Celegorm: Nor mine. He knew I was lying about having the silm, and it's only a matter of time before he tears my house up looking for it. *shoves it back in his pocket* I can't exactly bury it in the backyard, though.
Maglor: No... *muses* Tempting to throw it in the lake... *not quite serious*
Celegorm: That's where I found it in the first place. *wry smile* Any other ideas?
Maglor: I'd say break it, if we could. *shrugs, sighing*
Celegorm: *frowns* Unbreakable. I've tried that, too. I'll think of something. In the mean time, *punches Maglor's shoulder, hard* What the hell are you doing sleeping with that knuckle-dragging asshole, Turu?
Maglor: Ow! *jeez, so much fraternal abuse lately* I haven't slept with him!
Celegorm: *arches an eyebrow* That's not what I heard.
Maglor: *mirrors his expression* No? Been talking to Turu then, have you? I'm skeptical.
Celegorm: *snorts* Hardly. I'd rather gnaw off my own arm than have to listen to his banal attempts at conversation. I have other sources.
Maglor: It's your bloody spycat, isn't it.
Celegorm: *smug grin* Maybe.
Maglor: *his turn to punch Celegorm, hard* You're such an ass!
Celegorm: *laughs and rubs his arm* Ow! I'm trying to look out for you. Obviously, you have no taste or common sense, so it's up to me to keep you from making any tragic mistakes.
Maglor: I like a challenge! Besides, how is it all that different from you dating Ecthelion? Wait, don't answer that. What's far worse is that father knows. *groan*
Celegorm: Father knows about that, too? Damn, Kano. How hard is it for you to keep a secret? You need to learn how to lie.
Maglor: I have no idea how he knows. *scowls* The most public thing we've ever done is had dinner together. Which by the way, I haven't slept with him.
Celegorm: I sure as hell didn't tell him. But, really...can't you find someone better than Turu? He's an idiotic egomanic who names everything he owns Idril and wants to give Father the silms.
Maglor: *wickedly* Like who, Theoden?
Celegorm: *rolls his eyes* You'd have to pry him off of Father's cock first. Ugh. If anyone is worse than Turu, it's him. Whiny little brat.
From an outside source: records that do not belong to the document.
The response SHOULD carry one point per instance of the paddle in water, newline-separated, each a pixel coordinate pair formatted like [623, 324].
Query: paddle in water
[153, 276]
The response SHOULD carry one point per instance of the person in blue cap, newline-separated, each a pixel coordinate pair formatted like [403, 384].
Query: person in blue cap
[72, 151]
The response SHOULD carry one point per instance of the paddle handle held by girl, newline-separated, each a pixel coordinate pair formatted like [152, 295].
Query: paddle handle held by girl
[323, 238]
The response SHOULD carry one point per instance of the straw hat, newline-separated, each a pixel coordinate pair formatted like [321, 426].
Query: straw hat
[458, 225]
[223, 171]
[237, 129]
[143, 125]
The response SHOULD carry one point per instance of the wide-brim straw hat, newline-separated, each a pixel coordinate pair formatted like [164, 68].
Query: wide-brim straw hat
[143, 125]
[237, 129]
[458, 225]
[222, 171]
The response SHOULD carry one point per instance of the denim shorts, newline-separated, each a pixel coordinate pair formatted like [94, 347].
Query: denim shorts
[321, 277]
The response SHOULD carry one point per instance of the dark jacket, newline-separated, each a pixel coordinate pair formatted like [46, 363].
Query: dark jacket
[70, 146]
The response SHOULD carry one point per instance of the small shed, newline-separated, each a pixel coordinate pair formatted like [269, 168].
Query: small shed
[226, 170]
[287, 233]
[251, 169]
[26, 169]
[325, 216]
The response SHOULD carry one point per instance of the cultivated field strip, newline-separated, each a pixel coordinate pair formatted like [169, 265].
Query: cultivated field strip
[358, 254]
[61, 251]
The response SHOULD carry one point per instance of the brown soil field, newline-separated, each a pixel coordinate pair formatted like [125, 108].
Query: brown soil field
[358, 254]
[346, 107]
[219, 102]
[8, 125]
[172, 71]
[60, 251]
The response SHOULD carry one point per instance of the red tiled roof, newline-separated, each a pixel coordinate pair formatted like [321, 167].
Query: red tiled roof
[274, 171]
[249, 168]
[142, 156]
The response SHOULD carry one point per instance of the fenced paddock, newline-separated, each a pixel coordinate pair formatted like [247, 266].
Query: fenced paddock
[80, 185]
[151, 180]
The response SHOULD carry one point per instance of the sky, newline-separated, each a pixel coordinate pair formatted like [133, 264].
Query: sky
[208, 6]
Maglor: *grimaces; NOT a picture he wants in his head* Ugh, Tyelko. Turu's not so bad. Though why I'd ever try to convince you of that, I don't know.
Celegorm: Don't bother trying. I've known Turu all my life, and his reputation as an asshat is firmly established.
Maglor: *amused really* Yes, yes.
Celegorm: I really do wish you'd find someone else to go out with. At least explore other options. There's a city full of lovely elves and you're going out with your cousin.
Maglor: *shrugs* Runs in the family, I guess. *not really all that bothered about whether or not Cele approves*
Celegorm: Don't get me started. *thinks Fingon is a wuss*
Maglor: Fair enough. But if your cat spies on me again, I'll drown it.
Celegorm: He's not my cat. He's Theoden's cat. *grins* And I've been using him to spy on Father, too.
Maglor: I'll still do it.
Celegorm: *shrugs* If you can catch him, have at it. I'm not much of a cat person. If Lio didn't love them, we wouldn't have that kitten, either.
Maglor: *wryly* Then as a brotherly favour, kindly quit spying on me.
Celegorm: *ignores that comment* If you think of anywhere to hide the silm, let me know. It has to go somewhere.
Maglor: *nods, glancing at it* So it doesn't burn, then?
Celegorm: No, though it did glow more when it was close to the other one.
Maglor: *rubs his forehead* Well. I'll think.
Celegorm: Yeah, I will too. And tell Maitimo that we need to talk, if you see him. *heads to the door* Good night, Kano.
Maglor: *nods* I will. Be careful, Tyelkormo.